Si la gauche n’avait pas été au rendez-vous, je pourrais comprendre cet éloignement. Si je n’avais pas veillé à améliorer le sort des personnes trans, idem. Mais je n’ai pas fait ces choix pour des raisons électorales. Je ne crois pas à un électorat homo. Je n’ai pas été surpris que l’extrême droite cherche à capter une fraction d’électeurs attachés à la liberté sexuelle, car le Rassemblement national ne se caractérise plus par des positions traditionnelles en matière de mœurs.
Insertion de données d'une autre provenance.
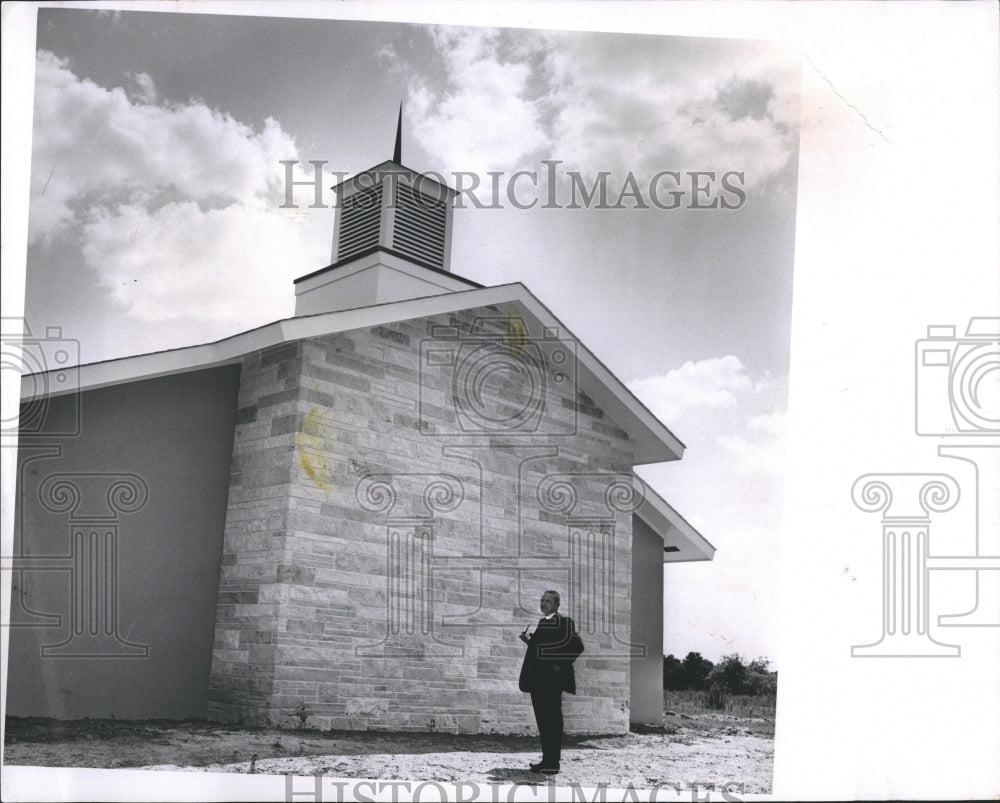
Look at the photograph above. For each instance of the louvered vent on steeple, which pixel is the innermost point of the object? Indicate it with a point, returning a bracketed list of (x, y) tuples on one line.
[(419, 225), (394, 209), (360, 215)]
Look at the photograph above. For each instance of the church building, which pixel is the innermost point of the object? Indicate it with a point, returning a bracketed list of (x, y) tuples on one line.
[(344, 519)]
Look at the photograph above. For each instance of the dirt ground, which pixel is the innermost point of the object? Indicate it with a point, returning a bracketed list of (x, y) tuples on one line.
[(712, 749)]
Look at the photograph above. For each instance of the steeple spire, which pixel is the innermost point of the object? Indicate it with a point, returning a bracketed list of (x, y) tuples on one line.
[(397, 154)]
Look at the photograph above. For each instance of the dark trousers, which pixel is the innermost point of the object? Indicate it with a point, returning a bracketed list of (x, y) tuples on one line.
[(548, 716)]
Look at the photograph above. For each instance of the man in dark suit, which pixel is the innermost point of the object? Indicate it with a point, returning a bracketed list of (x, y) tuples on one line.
[(547, 672)]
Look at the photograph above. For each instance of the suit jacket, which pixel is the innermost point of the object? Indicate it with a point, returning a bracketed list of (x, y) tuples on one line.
[(548, 663)]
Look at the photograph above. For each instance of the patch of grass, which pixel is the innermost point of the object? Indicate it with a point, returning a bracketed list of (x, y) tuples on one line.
[(751, 713)]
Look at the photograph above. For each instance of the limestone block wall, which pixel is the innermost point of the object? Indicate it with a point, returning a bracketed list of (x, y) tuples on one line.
[(400, 498)]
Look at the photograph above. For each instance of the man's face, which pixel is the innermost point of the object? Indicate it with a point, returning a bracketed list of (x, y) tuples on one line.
[(548, 604)]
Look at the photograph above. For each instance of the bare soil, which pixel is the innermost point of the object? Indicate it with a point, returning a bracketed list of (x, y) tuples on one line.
[(706, 748)]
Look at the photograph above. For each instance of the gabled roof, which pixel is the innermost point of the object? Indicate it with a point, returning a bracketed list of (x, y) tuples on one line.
[(652, 441), (681, 541)]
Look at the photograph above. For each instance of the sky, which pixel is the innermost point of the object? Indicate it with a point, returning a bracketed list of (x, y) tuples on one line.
[(156, 219)]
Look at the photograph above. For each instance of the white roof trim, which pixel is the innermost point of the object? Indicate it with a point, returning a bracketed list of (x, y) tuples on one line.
[(652, 441), (673, 528)]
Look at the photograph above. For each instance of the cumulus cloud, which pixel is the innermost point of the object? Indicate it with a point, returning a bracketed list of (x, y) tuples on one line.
[(172, 206), (179, 262), (613, 103), (484, 119), (712, 384), (760, 447)]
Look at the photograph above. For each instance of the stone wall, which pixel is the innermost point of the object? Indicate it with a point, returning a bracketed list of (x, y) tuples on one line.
[(400, 498)]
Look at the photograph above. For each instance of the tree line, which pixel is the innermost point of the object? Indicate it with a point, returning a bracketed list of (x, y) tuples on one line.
[(731, 674)]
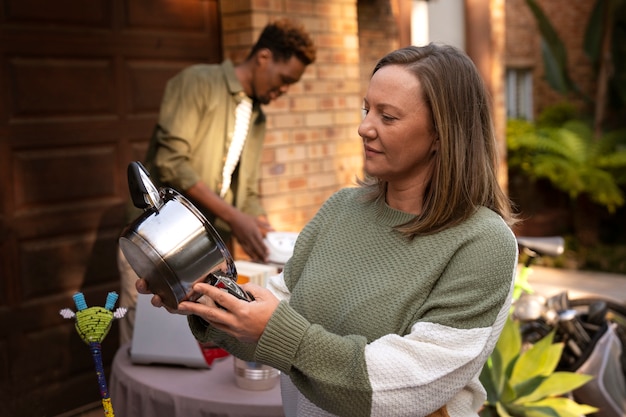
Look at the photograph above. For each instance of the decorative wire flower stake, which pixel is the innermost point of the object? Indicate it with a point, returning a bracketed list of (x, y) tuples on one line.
[(93, 324)]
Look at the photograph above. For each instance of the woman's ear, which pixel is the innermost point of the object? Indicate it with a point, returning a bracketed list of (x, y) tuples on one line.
[(434, 147)]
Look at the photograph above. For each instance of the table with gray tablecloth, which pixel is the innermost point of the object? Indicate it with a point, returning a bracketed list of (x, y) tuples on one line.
[(170, 391)]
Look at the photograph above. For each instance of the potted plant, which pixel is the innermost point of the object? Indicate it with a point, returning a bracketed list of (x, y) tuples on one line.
[(523, 383)]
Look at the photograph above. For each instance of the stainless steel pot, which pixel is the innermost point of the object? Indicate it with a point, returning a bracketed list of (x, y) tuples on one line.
[(172, 245)]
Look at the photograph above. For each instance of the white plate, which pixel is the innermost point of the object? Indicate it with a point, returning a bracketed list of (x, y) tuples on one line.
[(280, 245)]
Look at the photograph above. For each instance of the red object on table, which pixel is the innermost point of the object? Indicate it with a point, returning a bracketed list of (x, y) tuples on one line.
[(212, 352)]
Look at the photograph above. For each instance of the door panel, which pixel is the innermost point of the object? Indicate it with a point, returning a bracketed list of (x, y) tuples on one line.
[(80, 88)]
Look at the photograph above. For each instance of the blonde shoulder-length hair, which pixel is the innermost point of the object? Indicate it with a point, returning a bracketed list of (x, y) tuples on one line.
[(464, 175)]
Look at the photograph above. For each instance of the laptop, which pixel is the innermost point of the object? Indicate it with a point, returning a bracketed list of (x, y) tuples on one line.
[(163, 338)]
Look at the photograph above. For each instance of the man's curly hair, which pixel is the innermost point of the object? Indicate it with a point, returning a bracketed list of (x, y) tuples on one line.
[(285, 39)]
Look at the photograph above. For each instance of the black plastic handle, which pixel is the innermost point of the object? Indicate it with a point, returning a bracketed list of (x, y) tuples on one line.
[(136, 186)]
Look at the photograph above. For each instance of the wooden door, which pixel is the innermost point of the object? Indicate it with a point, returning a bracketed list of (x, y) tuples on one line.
[(80, 86)]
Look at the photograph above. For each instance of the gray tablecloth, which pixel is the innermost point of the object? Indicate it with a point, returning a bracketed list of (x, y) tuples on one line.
[(164, 391)]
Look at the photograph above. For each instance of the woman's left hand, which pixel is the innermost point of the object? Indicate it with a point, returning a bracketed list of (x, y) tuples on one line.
[(241, 319)]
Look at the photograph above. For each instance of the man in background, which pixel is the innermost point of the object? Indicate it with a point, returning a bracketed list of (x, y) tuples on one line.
[(208, 140)]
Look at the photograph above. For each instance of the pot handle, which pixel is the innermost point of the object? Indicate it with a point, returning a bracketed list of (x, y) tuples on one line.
[(142, 191)]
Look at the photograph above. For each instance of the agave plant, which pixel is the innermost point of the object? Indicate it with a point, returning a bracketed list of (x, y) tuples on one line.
[(524, 383)]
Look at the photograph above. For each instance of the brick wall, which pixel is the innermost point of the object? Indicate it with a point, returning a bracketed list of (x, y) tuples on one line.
[(312, 148), (523, 49)]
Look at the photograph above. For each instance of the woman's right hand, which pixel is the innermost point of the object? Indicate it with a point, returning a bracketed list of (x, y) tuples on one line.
[(142, 288)]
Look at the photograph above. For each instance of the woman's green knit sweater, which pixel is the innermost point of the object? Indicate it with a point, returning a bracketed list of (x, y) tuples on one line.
[(372, 323)]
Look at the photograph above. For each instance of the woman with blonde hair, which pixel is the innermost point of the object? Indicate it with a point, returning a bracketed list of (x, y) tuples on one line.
[(398, 289)]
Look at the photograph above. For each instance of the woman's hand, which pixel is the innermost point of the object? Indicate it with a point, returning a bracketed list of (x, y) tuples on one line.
[(142, 288), (241, 319)]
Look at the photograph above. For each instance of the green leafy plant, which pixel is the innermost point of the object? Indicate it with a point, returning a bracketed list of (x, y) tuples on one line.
[(569, 157), (524, 383)]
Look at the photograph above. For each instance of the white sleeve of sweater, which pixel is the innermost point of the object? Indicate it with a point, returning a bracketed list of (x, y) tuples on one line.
[(431, 366)]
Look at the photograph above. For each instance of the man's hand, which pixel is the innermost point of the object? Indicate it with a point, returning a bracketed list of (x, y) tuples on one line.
[(249, 232)]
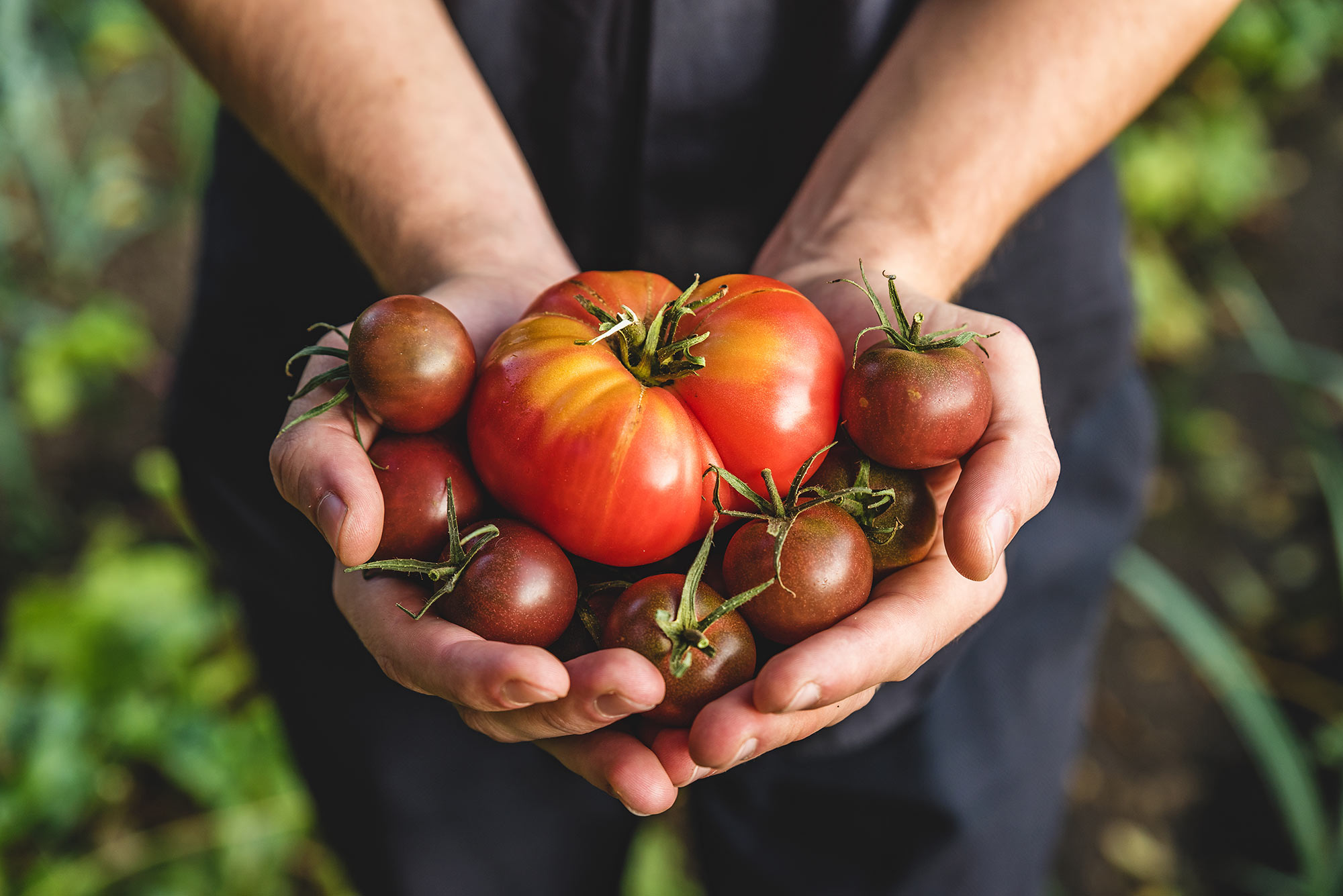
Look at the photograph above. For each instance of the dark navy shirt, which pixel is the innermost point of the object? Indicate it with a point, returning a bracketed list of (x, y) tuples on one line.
[(665, 134)]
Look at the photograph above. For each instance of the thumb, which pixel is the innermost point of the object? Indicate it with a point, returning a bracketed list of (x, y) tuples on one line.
[(322, 470), (1012, 475)]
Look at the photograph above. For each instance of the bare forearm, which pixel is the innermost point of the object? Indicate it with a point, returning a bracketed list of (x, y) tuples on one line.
[(981, 109), (378, 109)]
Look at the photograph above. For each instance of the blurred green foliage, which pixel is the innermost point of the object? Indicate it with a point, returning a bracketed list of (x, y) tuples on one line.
[(1250, 472), (138, 754)]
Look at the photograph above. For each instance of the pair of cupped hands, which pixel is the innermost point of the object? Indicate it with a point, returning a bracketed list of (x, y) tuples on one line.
[(512, 693)]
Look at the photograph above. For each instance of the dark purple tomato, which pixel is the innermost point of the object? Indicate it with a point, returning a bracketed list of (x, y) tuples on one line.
[(577, 639), (520, 588), (827, 564), (914, 507), (412, 362), (633, 624), (917, 409), (413, 471)]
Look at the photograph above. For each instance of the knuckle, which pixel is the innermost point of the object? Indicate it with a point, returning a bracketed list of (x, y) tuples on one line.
[(394, 671), (483, 724), (565, 721)]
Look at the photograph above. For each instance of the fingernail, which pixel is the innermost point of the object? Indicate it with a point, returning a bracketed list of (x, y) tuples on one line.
[(526, 694), (614, 706), (746, 752), (808, 697), (331, 517), (1000, 532)]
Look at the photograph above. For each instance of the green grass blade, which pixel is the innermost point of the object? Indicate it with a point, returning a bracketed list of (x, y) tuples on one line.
[(1240, 689), (1281, 357)]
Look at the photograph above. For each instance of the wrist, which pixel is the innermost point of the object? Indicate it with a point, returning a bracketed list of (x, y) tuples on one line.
[(911, 248), (425, 254)]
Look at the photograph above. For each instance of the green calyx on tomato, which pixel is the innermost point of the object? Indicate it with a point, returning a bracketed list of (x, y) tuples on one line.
[(645, 349), (906, 333), (683, 630), (780, 511), (339, 373), (448, 570), (866, 511), (589, 615)]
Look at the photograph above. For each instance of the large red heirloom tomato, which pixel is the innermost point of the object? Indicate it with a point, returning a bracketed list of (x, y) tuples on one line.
[(597, 415)]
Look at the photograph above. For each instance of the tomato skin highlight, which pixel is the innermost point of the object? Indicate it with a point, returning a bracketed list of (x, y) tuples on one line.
[(827, 562), (520, 588), (413, 471), (412, 362), (917, 409), (633, 624), (567, 438), (914, 506)]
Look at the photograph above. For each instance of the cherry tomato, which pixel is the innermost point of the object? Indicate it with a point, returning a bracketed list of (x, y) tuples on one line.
[(914, 507), (827, 573), (917, 400), (585, 631), (604, 444), (413, 471), (633, 624), (917, 409), (519, 588), (412, 362)]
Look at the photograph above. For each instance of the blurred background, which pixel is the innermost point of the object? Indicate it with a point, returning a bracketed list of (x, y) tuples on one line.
[(139, 756)]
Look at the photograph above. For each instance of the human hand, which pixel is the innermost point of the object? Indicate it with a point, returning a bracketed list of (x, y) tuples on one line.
[(982, 502), (515, 693)]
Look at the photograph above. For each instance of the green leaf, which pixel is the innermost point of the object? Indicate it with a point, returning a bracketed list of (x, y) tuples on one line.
[(1236, 682)]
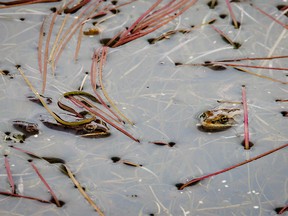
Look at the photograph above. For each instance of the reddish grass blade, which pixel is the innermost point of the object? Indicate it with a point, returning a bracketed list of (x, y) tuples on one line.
[(105, 119), (24, 2), (246, 128), (9, 174), (285, 208), (271, 17), (46, 184), (25, 197), (46, 52), (232, 167)]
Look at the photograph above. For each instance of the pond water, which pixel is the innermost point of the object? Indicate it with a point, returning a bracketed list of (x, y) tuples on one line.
[(162, 87)]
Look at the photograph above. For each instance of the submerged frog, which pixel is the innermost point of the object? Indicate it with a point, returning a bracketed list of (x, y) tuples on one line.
[(218, 119), (96, 128)]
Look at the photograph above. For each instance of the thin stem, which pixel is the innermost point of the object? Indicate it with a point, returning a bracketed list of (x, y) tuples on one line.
[(271, 17), (46, 51), (46, 184), (9, 174), (80, 188), (232, 14), (25, 197), (232, 167), (105, 119), (246, 128), (40, 42)]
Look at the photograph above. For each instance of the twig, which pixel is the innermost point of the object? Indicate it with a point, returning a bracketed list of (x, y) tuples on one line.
[(232, 167)]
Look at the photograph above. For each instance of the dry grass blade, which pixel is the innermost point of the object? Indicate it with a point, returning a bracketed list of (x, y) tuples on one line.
[(232, 14), (80, 188), (232, 167), (271, 17), (151, 20), (46, 52), (101, 63), (9, 174), (22, 196), (46, 184), (259, 75), (56, 117), (246, 128)]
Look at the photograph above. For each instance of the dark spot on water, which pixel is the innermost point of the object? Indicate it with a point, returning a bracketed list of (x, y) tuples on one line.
[(251, 144), (53, 160), (279, 209), (108, 42), (212, 21), (282, 8), (178, 63), (53, 9), (115, 11), (238, 24), (151, 40), (212, 4), (223, 16), (179, 185), (115, 159), (171, 144), (62, 203)]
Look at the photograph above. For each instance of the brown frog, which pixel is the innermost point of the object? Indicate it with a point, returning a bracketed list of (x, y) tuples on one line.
[(218, 119), (96, 128)]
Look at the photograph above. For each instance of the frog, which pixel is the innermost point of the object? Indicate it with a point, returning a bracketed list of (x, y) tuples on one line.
[(218, 119), (96, 128)]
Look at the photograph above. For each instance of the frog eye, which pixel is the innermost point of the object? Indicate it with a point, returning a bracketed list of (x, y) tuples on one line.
[(223, 119), (203, 115)]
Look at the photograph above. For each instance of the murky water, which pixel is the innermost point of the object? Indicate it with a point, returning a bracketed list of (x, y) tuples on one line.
[(164, 102)]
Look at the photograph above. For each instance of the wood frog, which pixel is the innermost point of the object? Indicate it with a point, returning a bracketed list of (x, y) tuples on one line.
[(96, 128), (218, 119)]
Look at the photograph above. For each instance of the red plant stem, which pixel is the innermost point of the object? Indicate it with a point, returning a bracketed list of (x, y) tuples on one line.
[(285, 208), (46, 184), (40, 41), (25, 197), (246, 128), (232, 167), (250, 66), (232, 14), (9, 174), (24, 2), (46, 51), (271, 17), (77, 6), (260, 58), (75, 25), (106, 120), (94, 74)]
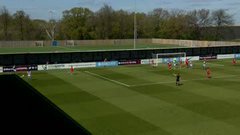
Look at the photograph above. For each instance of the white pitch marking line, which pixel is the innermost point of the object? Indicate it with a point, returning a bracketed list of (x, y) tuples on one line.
[(111, 80), (214, 64), (167, 82)]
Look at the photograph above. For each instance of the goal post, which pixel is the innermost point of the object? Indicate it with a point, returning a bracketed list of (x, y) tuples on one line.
[(39, 43), (167, 57), (69, 43)]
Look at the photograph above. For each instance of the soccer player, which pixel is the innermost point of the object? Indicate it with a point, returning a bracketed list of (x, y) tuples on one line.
[(190, 64), (234, 62), (169, 66), (178, 79), (187, 62), (174, 64), (71, 70), (29, 74), (208, 73), (204, 64)]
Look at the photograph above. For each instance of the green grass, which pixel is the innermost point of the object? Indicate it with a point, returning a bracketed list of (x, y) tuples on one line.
[(79, 48), (143, 100)]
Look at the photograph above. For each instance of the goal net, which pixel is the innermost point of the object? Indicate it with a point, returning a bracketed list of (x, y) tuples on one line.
[(175, 58), (38, 43), (69, 43)]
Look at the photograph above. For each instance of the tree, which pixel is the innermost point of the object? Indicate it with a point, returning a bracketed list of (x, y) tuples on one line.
[(104, 22), (221, 18), (22, 22), (75, 23), (5, 19)]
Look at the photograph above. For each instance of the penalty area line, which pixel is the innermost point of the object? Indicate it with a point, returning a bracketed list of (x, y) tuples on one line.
[(168, 82), (108, 79)]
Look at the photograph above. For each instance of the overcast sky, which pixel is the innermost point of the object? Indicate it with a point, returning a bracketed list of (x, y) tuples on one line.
[(41, 8)]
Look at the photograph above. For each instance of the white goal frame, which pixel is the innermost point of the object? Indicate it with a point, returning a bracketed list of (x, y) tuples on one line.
[(158, 57), (39, 43), (69, 43)]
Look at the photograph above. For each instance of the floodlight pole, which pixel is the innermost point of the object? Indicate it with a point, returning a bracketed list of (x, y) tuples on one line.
[(135, 27)]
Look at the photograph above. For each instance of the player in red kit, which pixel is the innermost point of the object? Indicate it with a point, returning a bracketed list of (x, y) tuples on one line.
[(208, 73), (169, 66), (71, 70), (187, 62), (234, 62)]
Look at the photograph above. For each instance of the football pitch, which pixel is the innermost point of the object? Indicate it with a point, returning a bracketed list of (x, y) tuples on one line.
[(80, 48), (143, 100)]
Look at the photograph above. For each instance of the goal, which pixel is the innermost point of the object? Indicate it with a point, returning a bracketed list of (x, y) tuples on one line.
[(70, 43), (38, 43), (167, 57)]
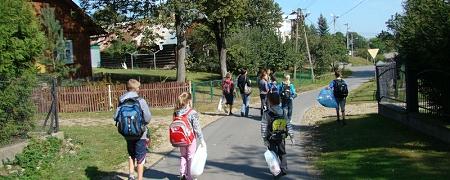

Il se détermine essentiellement par son rapport à l’islam. À ces citoyens éventuellement tentés par le vote populiste, je leur réponds qu’un régime autoritaire a toujours puni, écarté, maltraité les homosexuels. Et que l’extrême droite a toujours été contre les minorités, contre la diversité, contre la pluralité.

Quelles seraient les mesures que la gauche pourrait prendre en faveur des personnes LGBT+ si elle revenait au pouvoir ?

Faciliter la PMA si elle a été adoptée par le Parlement, et la voter si tel n’a pas été le cas. Lutter contre l’homophobie et les discriminations par des pénalisations plus fortes, et ouvrir des refuges en nombre plus important pour les jeunes chassés du domicile familial. Il y a aussi le statut des personnes trans. En France, on est en retard sur la reconnaissance de leurs droits.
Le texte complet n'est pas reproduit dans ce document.